Agent Loop
Every Heartbit agent runs a ReAct (Reason-Act) loop: the LLM generates a response, optionally calls tools, receives results, and repeats until the task is complete or a limit is reached.
The Cycle
Section titled “The Cycle”User message | v+--------+ +------------+ +--------------+| LLM | --> | Tool Calls | --> | Tool Results |+--------+ +------------+ +--------------+ ^ | +-------------------------------------+ (repeat until done)Each iteration is a turn. On each turn:
- The full conversation history (system prompt + messages) is sent to the LLM.
- The LLM responds with text, tool calls, or both.
- If tool calls are present, they execute in parallel via
tokio::JoinSet. - Tool results are appended to the conversation as a new message.
- The loop continues with the next LLM call.
The loop ends when the LLM produces a response with no tool calls (stop reason: EndTurn), the turn limit is reached (MaxTurns), or the token budget is exhausted (MaxTokens).
AgentRunner
Section titled “AgentRunner”AgentRunner<P> is the core type that implements the agent loop. It is generic over a provider P: LlmProvider.

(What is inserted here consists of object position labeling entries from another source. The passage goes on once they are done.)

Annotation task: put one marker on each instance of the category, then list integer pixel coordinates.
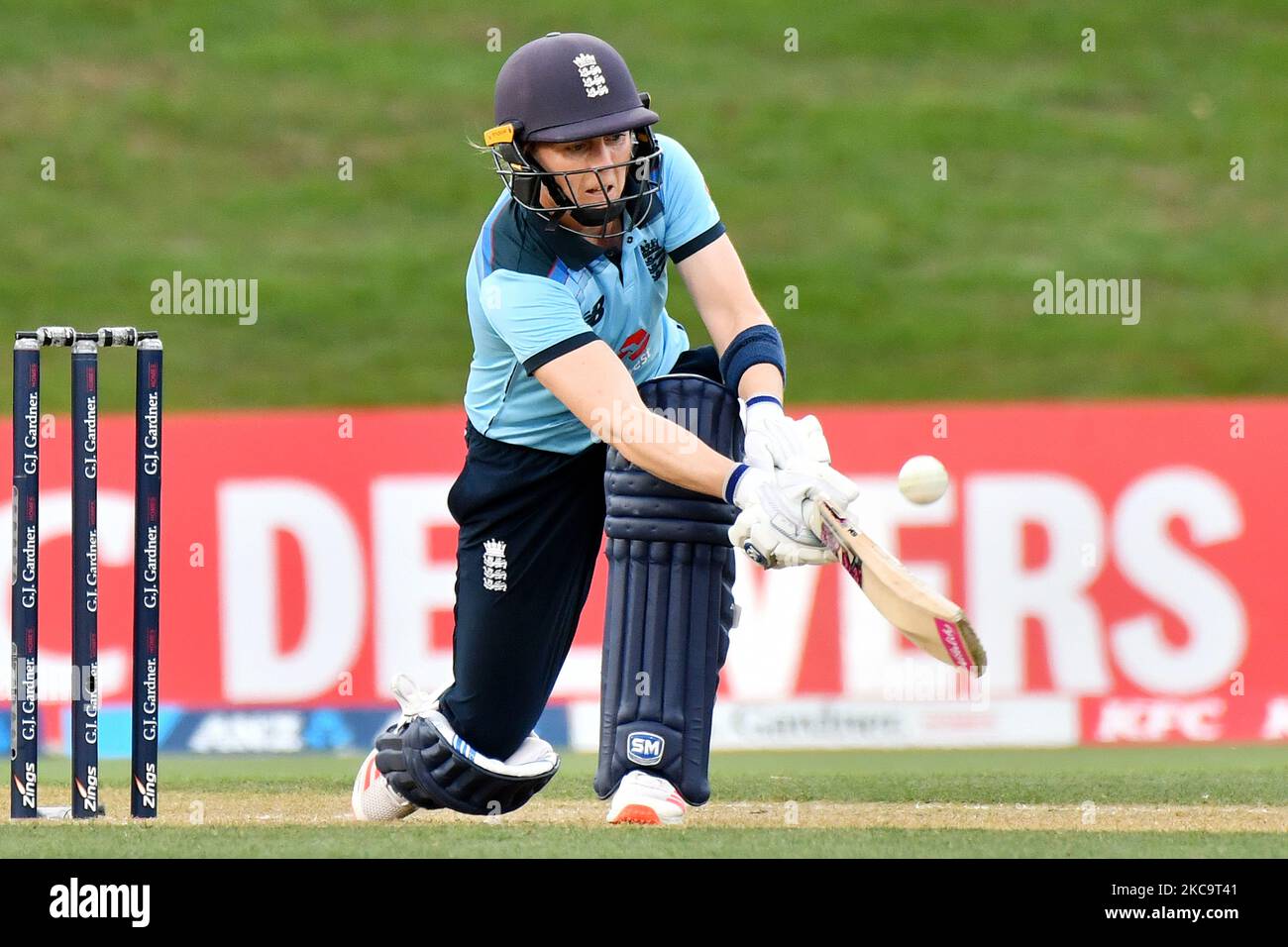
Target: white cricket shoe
(374, 799)
(645, 800)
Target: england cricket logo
(591, 76)
(493, 565)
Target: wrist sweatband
(752, 346)
(732, 483)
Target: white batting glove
(780, 523)
(773, 438)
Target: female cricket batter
(567, 289)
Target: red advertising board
(1121, 554)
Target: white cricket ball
(922, 478)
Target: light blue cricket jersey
(536, 292)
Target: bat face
(928, 620)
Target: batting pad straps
(754, 346)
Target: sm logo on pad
(645, 749)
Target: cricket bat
(926, 618)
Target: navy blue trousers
(531, 526)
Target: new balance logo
(494, 566)
(591, 76)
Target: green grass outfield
(1199, 801)
(223, 163)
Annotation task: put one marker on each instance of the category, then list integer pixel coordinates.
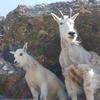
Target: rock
(12, 82)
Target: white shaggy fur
(40, 80)
(72, 53)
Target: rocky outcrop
(35, 26)
(12, 82)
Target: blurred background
(30, 21)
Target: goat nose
(71, 33)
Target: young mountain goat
(72, 53)
(40, 80)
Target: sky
(8, 5)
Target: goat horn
(70, 12)
(62, 15)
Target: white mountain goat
(72, 53)
(40, 80)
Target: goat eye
(21, 54)
(61, 23)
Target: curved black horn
(70, 12)
(62, 15)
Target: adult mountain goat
(72, 53)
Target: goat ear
(74, 16)
(12, 52)
(56, 18)
(25, 46)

use std::sync::Arc;use heartbit::{ AnthropicProvider, BoxedProvider, RetryingProvider, AgentRunner,};
let provider = Arc::new(BoxedProvider::new( RetryingProvider::with_defaults( AnthropicProvider::new(api_key, "claude-sonnet-4-20250514") )));
let mut agent = AgentRunner::builder(provider) .system_prompt("You are a helpful assistant.") .on_text(Arc::new(|text| print!("{text}"))) .build()?;
let output = agent.execute("Analyze the Rust ecosystem").await?;println!("\nTokens: {} in / {} out", output.tokens_used.input_tokens, output.tokens_used.output_tokens);Builder Configuration
Section titled “Builder Configuration”AgentRunner::builder(provider) returns an AgentRunnerBuilder with these options:
| Method | Description |
|---|---|
.system_prompt(s) | Set the system prompt |
.tools(vec) | Register Vec<Arc<dyn Tool>> |
.max_turns(n) | Maximum turns before stopping (default: 10) |
.max_tokens(n) | Max tokens per LLM response |
.max_total_tokens(n) | Total token budget across all turns |
.guardrails(vec) | Attach guardrails to the loop |
.memory(m) | Enable memory system |
.context_strategy(s) | Set context management strategy |
.on_text(cb) | Streaming text callback |
.on_event(cb) | Structured event callback |
.on_approval(cb) | Human-in-the-loop approval callback |
.on_input(cb) | Multi-turn input callback (for chat mode) |
.structured_schema(s) | Force structured JSON output |
AgentOutput
Section titled “AgentOutput”Every execute() call returns an AgentOutput:
pub struct AgentOutput { pub result: String, // Final text response pub tool_calls_made: usize, // Total tool invocations pub tokens_used: TokenUsage, // Input/output/cache token counts pub structured: Option<Value>, // Structured output (if schema set) pub estimated_cost_usd: Option<f64>, // Estimated USD cost (known models)}The loop ends when the LLM returns StopReason::EndTurn (natural completion), StopReason::MaxTokens (token limit), or when max_turns is exceeded (returns Error::MaxTurnsExceeded).
Token Tracking
Section titled “Token Tracking”TokenUsage accumulates across all turns in a run:
pub struct TokenUsage { pub input_tokens: u32, pub output_tokens: u32, pub cache_creation_input_tokens: u32, pub cache_read_input_tokens: u32, pub reasoning_tokens: u32,}Cost estimation is available via estimate_cost(model, usage) which returns USD cost for known Claude models, accounting for cache read/write rates.
Streaming
Section titled “Streaming”The on_text callback receives text deltas as they arrive from the LLM’s SSE stream. This provides real-time output without waiting for the full response:
let mut agent = AgentRunner::builder(provider) .on_text(Arc::new(|text| print!("{text}"))) .build()?;Agent Events
Section titled “Agent Events”The on_event callback receives structured AgentEvent variants at key points in the loop:
RunStarted/RunCompleted/RunFailed— lifecycle boundariesTurnStarted/LlmResponse— per-turn progressToolCallStarted/ToolCallCompleted— tool execution trackingApprovalRequested/ApprovalDecision— HITL interactionsContextSummarized— context management actionsGuardrailDenied— guardrail interventions
Use --verbose in the CLI to emit events as JSON to stderr.